November 24, 2014 //By Thomas Deckert, National Instruments
Small cell base stations are a key technology that will increase capacity and coverage of today’s cellular mobile networks. In fact, the growth in the small cell industry is creating a new cost structure of base station manufacturing test.
Note that a true RF signal switch simply connects one of its input ports to one of its output ports. This topology allows engineers to take measurements on a single device at a time only. By contrast, products like a combiner/splitter can be used to feed the test signal simultaneously to multiple DUTs to verify their receivers in parallel. This is a common technique used in handset testing. However, generally, this is not possible for base station testing where the DUT – a cellular base station – dictates the timing of when it transmits and expects to receive signals, just as it would in a real cell. In that case, test engineers cannot reproduce the framework to make all the base stations under test align their frame timings. Consequently, it is typically not possible to use a single signal generator to test the receivers of multiple base stations in parallel.
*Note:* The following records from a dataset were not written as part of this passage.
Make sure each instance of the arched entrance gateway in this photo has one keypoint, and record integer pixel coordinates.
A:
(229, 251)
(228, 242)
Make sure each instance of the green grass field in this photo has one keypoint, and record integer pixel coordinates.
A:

Because base stations expect to receive signals at a time they dictate, one must ensure tight synchronization between the DUT and the signal generator for base station receiver tests. Base station designers can simplify manufacturing tests by providing an output port and a corresponding trigger signal to indicate the start of a frame or similar temporal structure. Then, the signal generator aligns its transmission timing with the DUT’s trigger without any need for a time-consuming and error-prone synchronization procedure between the base station and the test equipment. A multi-DUT base station test set should provide input ports for the trigger lines of all DUTs and/or switch between them.

Multi-DUT with PXI

Setting up a multi-DUT test set is relatively straightforward to do with a modular platform such as PXI. “Modularity” in this context refers to a user-defined selection of components where each component – called modular instrument – has a specific purpose. With modular instrumentation, engineers can match test capabilities to their needs much better than with a “one-size-fits-all” traditional instrument.

PXI/PXI Express is one of the most common platforms for modular instrumentation. Since its invention in 1997, PXI has developed into the most prevalent modular instrumentation platform, with over 1,500 modules available from more than 70 vendors. Using PCI bus technology, PXI offers high bandwidth and low latency data transfer to and from instruments, helping to improve test speed (Figure 6).

Figure 6: NI PXI modular instruments and extensive RF measurement software including 3GPP, WiFi and GPS testing lower the cost of test for small cell base stations.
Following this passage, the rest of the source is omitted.